Encore un édulcorant autorisé : le Néotame encore plus toxique que l'aspartame!

Malgré les alertes, les études, et les mises en garde, l’Aspartame a été dédouané par l’EFSA et donc autorisé. Avec tout les “light” en circulation, autant dire qu’il y en a partout. E951 c’est son nom dans l’interminable liste des additifs alimentaires. Il y a aussi le Néotame E961 qui a un pouvoir sucrant de 40 à 60 fois celui de l’Aspartame, si je vous dit que c’est l’empoisonneur public number one Monsanto qui l’a développé…………



Développé par Monsanto, le Néotame vient de se voir délivrer l'autorisation finale pour être employé comme édulcorant en Europe (Directive 2009/163/UE) sous le n°E 961

Ce bon vieux Monsanto ! Une de mes sociétés préférées… NON ! Quel est donc leur dernier poison ? Il est appelé « Néotame » et il s’avère être plus toxique que l’aspartame! Malgré le fait que vous n’ayez probablement jamais entendu parler de Néotame, il a été effectivement approuvé par la FDA en 2002, juste au moment où le brevet Monsanto sur l’aspartame était sur le point d’expirer. Et juste au cas où l’aspartame n’aurait pas été assez toxique, NutraSweet (une filiale de Monsanto, au moment de l’approbation du Néotame) a ajouté du 3-diméthylbutyl (un produit chimique classé comme dangereux par l’EPA : http://iaspub.epa.gov/sor_internet/registry/substreg/searchandretrieve/searchbylist/search.do), ce qui rend le Néotame encore plus doux et plus toxique.

La controverse a fait rage autour de l’aspartame (alias AminoSweet) depuis son approbation par la FDA en 1982. Presque toutes les entreprises qui ont parrainé des études scientifiques, ont montré que l’aspartame est parfaitement sûre.
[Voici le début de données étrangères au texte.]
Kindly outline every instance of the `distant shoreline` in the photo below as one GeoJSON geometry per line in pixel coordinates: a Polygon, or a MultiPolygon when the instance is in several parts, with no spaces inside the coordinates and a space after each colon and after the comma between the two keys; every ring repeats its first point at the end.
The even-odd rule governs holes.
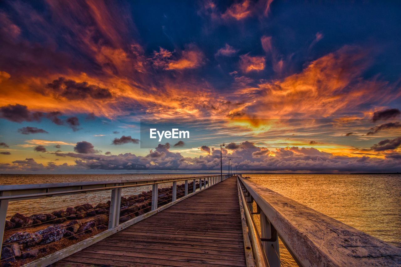
{"type": "MultiPolygon", "coordinates": [[[[358,173],[332,173],[330,172],[242,172],[240,173],[243,174],[336,174],[336,175],[349,175],[349,174],[401,174],[401,172],[358,172],[358,173]]],[[[223,173],[223,174],[227,174],[223,173]]],[[[220,172],[188,172],[185,173],[177,173],[166,172],[165,173],[92,173],[92,174],[8,174],[1,173],[0,175],[187,175],[187,174],[207,174],[207,175],[216,175],[220,174],[220,172]]]]}

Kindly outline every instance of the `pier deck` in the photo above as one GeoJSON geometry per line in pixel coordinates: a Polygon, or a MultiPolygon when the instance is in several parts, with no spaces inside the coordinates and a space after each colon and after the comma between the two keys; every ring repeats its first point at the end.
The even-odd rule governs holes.
{"type": "Polygon", "coordinates": [[[243,244],[232,177],[53,266],[245,266],[243,244]]]}

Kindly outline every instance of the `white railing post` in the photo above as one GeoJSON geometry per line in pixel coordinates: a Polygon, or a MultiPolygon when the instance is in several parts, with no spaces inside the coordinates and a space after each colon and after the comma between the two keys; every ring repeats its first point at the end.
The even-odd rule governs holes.
{"type": "Polygon", "coordinates": [[[155,184],[152,187],[152,210],[157,208],[157,195],[159,189],[158,184],[155,184]]]}
{"type": "MultiPolygon", "coordinates": [[[[0,193],[0,196],[10,196],[11,192],[9,191],[3,191],[0,193]]],[[[6,227],[6,218],[7,217],[7,210],[8,208],[8,199],[0,200],[0,257],[1,257],[1,249],[3,247],[3,236],[4,235],[4,229],[6,227]]]]}
{"type": "Polygon", "coordinates": [[[188,195],[188,180],[185,180],[185,196],[188,195]]]}
{"type": "Polygon", "coordinates": [[[269,266],[271,267],[279,267],[280,252],[279,250],[277,232],[262,210],[260,211],[260,230],[262,245],[265,249],[269,266]],[[269,240],[263,241],[263,239],[269,240]]]}
{"type": "Polygon", "coordinates": [[[177,200],[177,182],[173,182],[173,199],[172,201],[177,200]]]}
{"type": "Polygon", "coordinates": [[[121,203],[121,188],[112,189],[111,198],[110,202],[110,210],[109,211],[109,229],[114,228],[119,223],[121,203]]]}

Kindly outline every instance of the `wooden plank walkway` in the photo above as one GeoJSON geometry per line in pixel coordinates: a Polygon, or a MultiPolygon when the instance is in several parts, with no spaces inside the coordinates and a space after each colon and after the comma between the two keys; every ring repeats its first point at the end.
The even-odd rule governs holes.
{"type": "Polygon", "coordinates": [[[245,266],[231,177],[107,237],[55,266],[245,266]]]}

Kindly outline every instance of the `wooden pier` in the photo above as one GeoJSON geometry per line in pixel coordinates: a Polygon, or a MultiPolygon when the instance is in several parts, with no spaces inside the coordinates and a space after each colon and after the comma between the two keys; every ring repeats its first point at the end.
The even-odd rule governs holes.
{"type": "Polygon", "coordinates": [[[232,176],[53,266],[245,266],[239,206],[232,176]]]}
{"type": "Polygon", "coordinates": [[[401,248],[241,175],[2,186],[0,237],[9,201],[105,190],[107,230],[24,266],[280,267],[279,238],[300,266],[401,266],[401,248]],[[121,222],[122,189],[150,186],[146,212],[121,222]]]}

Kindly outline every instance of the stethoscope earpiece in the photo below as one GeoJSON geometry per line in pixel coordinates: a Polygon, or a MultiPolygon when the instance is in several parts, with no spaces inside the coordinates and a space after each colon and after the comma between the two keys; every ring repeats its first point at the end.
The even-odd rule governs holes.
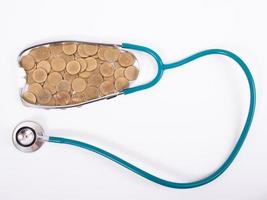
{"type": "Polygon", "coordinates": [[[26,153],[38,150],[46,141],[43,128],[36,122],[24,121],[13,130],[14,146],[26,153]]]}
Toutefois, la quasi-totalité des études indépendantes ont montré exactement le contraire. En laboratoire, l’aspartame a été démontrée pour causer des tumeurs au cerveau, des lésions cérébrales, les tumeurs du pancréas, les tumeurs du sein et des tumeurs utérines. L’aspartame et le Néotame contiennent des substances (comme le méthanol) qui sont métabolisées en formaldéhyde (c.-à-d. du fluide d’embaumement) et en un acide aminé excitotoxique qui excite littéralement les cellules de votre cerveau jusqu’à provoquer la mort !
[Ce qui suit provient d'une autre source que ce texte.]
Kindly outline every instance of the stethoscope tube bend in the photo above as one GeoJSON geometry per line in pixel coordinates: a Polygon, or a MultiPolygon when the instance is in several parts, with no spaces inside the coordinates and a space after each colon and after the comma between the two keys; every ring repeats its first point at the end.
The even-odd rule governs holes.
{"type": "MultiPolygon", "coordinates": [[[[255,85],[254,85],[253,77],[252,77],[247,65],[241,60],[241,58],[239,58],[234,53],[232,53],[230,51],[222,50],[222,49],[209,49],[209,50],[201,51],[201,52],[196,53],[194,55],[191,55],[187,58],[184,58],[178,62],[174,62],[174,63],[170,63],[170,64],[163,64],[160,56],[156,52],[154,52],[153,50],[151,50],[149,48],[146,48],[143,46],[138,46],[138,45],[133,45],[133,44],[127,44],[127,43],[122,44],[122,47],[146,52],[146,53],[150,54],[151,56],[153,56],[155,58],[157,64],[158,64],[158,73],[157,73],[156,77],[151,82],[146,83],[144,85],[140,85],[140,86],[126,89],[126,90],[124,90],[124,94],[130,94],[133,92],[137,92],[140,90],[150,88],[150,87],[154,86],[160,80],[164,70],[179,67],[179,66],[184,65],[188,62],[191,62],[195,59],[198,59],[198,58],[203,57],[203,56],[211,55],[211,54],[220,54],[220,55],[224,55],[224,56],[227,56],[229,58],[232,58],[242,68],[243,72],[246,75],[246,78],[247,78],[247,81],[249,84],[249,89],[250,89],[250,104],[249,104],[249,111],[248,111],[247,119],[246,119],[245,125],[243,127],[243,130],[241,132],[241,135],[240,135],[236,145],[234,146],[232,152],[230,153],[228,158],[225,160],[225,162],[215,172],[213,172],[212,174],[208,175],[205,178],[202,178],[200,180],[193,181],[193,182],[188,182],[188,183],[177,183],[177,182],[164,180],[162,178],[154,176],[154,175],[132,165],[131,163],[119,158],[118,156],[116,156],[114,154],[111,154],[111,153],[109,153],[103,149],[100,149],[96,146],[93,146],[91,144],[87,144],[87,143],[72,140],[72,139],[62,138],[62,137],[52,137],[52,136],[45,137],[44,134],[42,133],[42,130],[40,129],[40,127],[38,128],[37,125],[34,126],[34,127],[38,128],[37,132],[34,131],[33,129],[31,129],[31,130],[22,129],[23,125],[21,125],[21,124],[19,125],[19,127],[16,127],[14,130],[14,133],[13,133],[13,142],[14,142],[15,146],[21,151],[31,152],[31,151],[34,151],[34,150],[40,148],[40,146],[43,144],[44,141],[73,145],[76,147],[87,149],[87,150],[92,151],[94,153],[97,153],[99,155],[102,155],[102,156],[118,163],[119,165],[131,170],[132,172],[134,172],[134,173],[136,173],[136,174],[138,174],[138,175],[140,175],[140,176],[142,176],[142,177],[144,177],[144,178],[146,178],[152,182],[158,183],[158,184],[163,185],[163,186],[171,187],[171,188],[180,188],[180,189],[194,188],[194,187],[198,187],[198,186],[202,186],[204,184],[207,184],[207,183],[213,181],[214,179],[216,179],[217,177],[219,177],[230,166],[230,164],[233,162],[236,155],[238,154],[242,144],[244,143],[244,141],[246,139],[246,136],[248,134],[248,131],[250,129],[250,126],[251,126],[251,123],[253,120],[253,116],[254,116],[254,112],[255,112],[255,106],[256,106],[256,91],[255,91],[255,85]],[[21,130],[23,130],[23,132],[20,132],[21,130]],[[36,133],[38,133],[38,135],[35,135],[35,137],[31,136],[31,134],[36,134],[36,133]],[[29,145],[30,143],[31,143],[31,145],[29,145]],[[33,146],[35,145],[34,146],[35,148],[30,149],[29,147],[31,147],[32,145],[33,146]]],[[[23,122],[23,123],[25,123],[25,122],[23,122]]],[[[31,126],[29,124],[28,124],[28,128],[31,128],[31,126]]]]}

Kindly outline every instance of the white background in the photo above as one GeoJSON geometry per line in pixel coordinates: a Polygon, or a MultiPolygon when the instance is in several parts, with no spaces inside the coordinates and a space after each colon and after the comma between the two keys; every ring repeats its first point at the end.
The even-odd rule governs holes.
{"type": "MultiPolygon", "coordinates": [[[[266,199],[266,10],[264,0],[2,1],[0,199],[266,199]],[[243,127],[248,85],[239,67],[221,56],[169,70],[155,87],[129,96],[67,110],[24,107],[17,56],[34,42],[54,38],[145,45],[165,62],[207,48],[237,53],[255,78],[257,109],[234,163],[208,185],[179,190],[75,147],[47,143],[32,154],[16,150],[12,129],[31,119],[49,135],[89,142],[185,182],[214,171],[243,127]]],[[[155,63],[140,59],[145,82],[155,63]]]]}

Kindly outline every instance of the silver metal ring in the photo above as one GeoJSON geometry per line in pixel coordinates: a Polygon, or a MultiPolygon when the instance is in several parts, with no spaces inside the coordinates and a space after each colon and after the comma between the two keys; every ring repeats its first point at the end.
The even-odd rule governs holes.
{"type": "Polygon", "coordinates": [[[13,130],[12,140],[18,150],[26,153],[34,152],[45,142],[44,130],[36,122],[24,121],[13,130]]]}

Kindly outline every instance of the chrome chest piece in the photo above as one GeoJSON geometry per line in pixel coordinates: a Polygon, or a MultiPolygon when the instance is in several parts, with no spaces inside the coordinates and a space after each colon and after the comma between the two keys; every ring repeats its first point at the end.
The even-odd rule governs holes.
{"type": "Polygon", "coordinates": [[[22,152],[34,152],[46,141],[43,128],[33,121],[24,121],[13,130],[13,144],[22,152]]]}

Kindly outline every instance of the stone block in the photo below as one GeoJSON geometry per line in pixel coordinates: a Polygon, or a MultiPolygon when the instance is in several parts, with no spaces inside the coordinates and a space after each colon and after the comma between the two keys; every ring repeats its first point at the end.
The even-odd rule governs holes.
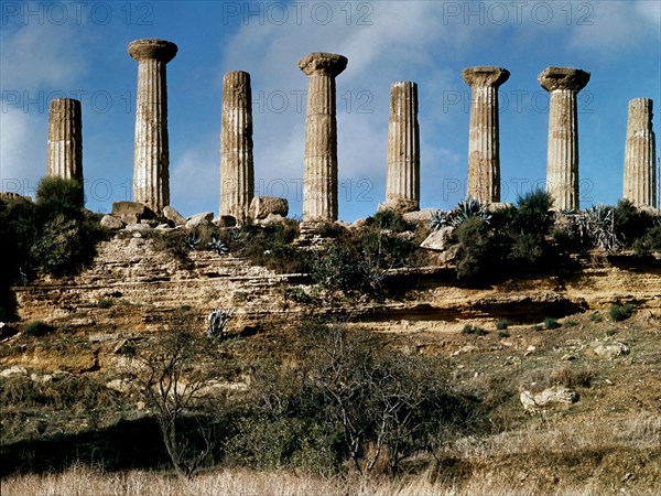
{"type": "Polygon", "coordinates": [[[163,217],[173,223],[175,226],[186,225],[186,217],[184,217],[170,205],[163,208],[163,217]]]}
{"type": "Polygon", "coordinates": [[[104,215],[101,217],[101,227],[110,230],[123,229],[126,224],[112,215],[104,215]]]}
{"type": "Polygon", "coordinates": [[[250,217],[256,220],[263,220],[270,214],[286,217],[289,214],[289,202],[286,198],[275,196],[256,196],[250,203],[250,217]]]}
Dans des recherches effectuées par PubMed (la Bibliothèque Nationale Américaine de Medecine) qui dispose de plus de 19 millions de références médicales, le Néotame n’est crédité que de zéro études scientifiques en double aveugle, sur la toxicité chez l’homme ou chez l’animal. Si le Néotame est aussi sûr, et complètement sans risque à ingérer, on pourrait penser que l’entreprise NutraSweet aurait publié au moins une étude de sécurité faite en double aveugle dans le domaine public ? Ils ne l’ont pas fait. Vous devez maintenant vous poser la question : ‘‘Pourquoi ne l’ont-ils pas effectuée ?’’ Je pense que nous connaissons tous la réponse, n’est-ce pas ?
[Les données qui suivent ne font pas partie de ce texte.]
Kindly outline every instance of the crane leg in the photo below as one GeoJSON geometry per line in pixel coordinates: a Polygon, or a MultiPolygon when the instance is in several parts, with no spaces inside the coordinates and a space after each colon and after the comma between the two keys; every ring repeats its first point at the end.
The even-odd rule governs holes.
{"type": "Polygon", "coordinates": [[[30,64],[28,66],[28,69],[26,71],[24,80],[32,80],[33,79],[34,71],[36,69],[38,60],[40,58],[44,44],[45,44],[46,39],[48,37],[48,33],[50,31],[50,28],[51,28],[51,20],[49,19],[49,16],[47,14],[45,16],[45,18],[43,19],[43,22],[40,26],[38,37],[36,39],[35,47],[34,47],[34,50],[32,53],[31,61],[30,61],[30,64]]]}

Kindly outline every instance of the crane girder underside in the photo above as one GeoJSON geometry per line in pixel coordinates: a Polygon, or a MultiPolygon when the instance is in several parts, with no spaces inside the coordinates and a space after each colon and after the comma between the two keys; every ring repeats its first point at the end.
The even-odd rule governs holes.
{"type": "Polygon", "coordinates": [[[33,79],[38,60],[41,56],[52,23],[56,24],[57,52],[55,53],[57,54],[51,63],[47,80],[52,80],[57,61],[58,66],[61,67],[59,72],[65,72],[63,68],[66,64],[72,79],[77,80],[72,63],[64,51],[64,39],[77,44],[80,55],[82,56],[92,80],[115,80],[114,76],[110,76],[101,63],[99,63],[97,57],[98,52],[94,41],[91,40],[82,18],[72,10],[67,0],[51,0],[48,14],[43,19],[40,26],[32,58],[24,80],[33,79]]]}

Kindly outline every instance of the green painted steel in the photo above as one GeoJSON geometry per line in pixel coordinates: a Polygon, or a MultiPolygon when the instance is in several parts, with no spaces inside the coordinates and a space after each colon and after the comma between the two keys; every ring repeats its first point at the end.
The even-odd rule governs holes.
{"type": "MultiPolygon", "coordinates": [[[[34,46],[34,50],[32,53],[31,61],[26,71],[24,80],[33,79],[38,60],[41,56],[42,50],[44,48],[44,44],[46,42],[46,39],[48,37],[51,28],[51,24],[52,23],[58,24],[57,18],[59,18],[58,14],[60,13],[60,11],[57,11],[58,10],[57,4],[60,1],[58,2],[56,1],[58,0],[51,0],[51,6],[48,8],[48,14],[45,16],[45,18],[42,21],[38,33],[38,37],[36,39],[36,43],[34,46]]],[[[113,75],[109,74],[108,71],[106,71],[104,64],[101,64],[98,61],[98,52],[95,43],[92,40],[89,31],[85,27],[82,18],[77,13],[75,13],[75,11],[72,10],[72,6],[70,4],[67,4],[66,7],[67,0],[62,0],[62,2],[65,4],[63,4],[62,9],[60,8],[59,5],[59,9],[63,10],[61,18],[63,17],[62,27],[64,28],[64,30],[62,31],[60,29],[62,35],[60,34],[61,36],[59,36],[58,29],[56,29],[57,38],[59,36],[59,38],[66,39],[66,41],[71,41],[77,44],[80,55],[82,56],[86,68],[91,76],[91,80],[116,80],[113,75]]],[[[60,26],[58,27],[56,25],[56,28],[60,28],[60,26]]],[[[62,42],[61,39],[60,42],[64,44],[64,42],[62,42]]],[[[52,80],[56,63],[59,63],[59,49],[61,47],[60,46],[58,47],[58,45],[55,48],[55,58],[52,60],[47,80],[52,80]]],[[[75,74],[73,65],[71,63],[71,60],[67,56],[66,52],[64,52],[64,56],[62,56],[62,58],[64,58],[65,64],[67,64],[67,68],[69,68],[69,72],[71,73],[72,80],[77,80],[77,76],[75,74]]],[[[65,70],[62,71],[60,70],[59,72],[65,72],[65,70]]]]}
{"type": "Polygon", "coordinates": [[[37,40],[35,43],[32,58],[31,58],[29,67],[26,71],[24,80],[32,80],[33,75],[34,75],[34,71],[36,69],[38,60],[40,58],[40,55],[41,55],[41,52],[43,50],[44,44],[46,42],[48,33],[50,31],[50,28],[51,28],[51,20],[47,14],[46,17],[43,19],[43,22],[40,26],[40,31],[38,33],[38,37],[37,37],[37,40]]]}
Les faux sucres (comme l’aspartame et le Néotame) donnent aux ‘‘dépendants alimentaires’’ et aux ‘‘fanatiques de la remise en forme’’ de faux espoir, dans le sens qu’ils peuvent ‘‘avoir le beurre et l’argent du beurre’’. Ce n’est pas vrai. Une des plus grandes tactiques de marketing et de relations publiques pour les édulcorants chimiques artificiels, a été l’affirmation, selon laquelle ils aident dans la lutte contre l’obésité. Ils n’agissent pas ainsi. Ils n’ont jamais fait et ils ne le feront jamais. À vrai dire, la recherche indique que les édulcorants artificiels vous faire réellement gagner du poids.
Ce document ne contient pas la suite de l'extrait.